Weak governance structures and severe skills shortages are further exacerbating the crisis. “Municipalities face high staff turnover, uncompetitive salaries and political interference, making it difficult to recruit and retain skilled technicians and managers,” the report says. “These challenges have opened the door to inefficiencies and corruption, further eroding public trust in municipal electricity services.”
A call to action
Despite these challenges, the report outlines several solutions including targeted infrastructure investments, debt restructuring agreements between Eskom and municipalities and improved governance. “South Africa needs a coordinated approach involving municipalities, Eskom and national government. This must include measures to address non-technical losses, enforce revenue collection and invest in skills development.”
Key recommendations include:
- Targeted infrastructure investment: Address the R32 billion maintenance backlog and invest in modernising aging distribution systems.
- Debt restructuring: Develop agreements between Eskom and municipalities to alleviate the R90 billion debt burden.
- Revenue collection and loss reduction: Strengthen enforcement mechanisms to address non-technical losses, which cost municipalities billions annually.

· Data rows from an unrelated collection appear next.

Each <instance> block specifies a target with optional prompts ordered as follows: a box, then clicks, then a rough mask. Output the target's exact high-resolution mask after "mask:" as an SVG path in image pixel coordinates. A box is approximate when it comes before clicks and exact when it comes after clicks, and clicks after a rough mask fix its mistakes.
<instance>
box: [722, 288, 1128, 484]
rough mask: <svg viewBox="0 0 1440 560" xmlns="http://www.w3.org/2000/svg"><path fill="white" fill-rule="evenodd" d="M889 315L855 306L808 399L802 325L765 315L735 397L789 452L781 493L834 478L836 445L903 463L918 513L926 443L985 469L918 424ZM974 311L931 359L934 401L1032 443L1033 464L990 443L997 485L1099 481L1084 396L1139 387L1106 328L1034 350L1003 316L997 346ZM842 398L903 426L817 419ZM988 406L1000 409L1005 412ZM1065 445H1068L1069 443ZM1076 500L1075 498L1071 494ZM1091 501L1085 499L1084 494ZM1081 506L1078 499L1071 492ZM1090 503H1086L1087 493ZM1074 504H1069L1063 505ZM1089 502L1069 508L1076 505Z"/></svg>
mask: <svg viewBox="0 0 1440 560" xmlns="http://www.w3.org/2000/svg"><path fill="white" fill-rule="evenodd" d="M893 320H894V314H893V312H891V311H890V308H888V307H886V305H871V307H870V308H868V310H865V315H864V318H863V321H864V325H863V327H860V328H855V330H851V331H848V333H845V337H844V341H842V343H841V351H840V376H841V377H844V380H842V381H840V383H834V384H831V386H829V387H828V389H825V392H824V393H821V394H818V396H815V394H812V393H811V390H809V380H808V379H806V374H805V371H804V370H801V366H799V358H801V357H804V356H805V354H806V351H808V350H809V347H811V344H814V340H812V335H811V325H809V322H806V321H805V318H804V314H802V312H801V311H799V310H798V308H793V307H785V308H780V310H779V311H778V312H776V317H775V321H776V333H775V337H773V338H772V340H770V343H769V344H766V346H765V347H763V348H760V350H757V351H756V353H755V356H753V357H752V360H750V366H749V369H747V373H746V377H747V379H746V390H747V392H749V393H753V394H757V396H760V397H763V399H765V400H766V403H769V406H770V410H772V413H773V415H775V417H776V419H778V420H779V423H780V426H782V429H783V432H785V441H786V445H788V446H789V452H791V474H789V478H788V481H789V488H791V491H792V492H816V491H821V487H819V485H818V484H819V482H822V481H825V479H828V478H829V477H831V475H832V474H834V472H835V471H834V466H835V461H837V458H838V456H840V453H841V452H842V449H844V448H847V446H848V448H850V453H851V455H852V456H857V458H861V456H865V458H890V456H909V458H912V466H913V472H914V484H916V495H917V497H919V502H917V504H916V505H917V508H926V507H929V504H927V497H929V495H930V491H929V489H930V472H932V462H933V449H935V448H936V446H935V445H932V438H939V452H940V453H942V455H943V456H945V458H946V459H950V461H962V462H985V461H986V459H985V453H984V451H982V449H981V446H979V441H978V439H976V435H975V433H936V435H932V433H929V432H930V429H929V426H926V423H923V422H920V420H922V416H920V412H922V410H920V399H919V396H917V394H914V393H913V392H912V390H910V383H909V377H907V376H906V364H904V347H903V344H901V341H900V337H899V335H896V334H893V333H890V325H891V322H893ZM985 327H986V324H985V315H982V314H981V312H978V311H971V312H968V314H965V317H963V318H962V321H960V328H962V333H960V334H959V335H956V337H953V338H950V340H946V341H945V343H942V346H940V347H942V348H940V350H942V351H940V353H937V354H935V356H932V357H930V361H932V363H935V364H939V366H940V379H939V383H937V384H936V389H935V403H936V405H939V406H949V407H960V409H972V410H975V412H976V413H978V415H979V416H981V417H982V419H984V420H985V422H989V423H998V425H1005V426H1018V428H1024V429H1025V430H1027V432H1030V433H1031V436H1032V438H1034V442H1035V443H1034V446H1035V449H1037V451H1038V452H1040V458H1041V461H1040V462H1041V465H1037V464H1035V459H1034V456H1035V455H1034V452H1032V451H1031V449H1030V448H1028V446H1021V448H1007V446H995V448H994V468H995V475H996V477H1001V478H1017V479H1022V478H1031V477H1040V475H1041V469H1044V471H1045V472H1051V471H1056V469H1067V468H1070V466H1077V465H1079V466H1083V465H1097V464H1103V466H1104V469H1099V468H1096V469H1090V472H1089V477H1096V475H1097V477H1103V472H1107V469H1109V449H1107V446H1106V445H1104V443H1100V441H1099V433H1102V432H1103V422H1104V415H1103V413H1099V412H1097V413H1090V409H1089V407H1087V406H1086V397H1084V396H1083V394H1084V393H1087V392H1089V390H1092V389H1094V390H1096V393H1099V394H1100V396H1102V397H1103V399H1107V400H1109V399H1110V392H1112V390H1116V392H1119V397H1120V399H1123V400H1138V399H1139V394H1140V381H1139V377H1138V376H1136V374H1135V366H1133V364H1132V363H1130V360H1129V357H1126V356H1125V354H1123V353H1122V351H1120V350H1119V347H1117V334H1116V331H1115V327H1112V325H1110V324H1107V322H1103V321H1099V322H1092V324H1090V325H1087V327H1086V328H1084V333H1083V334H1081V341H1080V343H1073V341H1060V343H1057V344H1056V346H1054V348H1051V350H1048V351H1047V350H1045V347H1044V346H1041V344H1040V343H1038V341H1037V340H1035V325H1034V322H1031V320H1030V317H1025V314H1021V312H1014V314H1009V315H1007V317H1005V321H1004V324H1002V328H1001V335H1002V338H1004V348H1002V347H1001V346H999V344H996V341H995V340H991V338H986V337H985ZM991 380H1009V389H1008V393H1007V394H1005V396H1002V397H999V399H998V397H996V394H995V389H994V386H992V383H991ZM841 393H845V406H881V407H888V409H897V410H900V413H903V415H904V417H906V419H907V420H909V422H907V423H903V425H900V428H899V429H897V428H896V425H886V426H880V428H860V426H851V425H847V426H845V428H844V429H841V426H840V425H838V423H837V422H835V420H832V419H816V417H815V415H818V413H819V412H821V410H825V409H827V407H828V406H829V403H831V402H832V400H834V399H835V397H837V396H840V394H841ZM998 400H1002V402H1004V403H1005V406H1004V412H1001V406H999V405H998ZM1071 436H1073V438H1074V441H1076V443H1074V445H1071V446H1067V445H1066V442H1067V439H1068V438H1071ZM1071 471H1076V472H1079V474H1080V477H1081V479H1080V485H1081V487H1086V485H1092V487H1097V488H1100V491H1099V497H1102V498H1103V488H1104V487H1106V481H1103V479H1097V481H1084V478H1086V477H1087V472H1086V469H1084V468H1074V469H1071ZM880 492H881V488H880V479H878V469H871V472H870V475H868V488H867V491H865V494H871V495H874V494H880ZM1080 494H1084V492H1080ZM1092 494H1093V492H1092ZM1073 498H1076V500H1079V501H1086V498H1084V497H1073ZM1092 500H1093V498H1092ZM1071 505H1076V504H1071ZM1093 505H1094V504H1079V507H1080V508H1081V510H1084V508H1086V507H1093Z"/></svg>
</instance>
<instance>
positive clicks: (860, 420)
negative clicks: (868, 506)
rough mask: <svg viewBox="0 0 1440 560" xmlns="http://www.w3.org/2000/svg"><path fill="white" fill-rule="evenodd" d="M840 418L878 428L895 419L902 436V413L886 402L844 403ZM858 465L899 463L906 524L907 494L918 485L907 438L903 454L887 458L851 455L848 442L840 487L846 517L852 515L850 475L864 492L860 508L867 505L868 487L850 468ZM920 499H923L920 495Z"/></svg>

For example, advanced metering infrastructure could significantly reduce theft and improve billing accuracy.
- Skills development: Invest in upskilling municipal workers to address the sector’s severe technical capacity gaps.
- Policy reforms: Introduce equitable pricing structures and incentivise private investment in municipal electricity systems.
The report also notes the importance of measures like electricity wheeling and rooftop solar integration to create new revenue streams while maintaining grid stability. For example, electricity credit tokens could streamline wheeling transactions and reduce default risks for municipalities and Eskom, ensuring a more sustainable revenue model.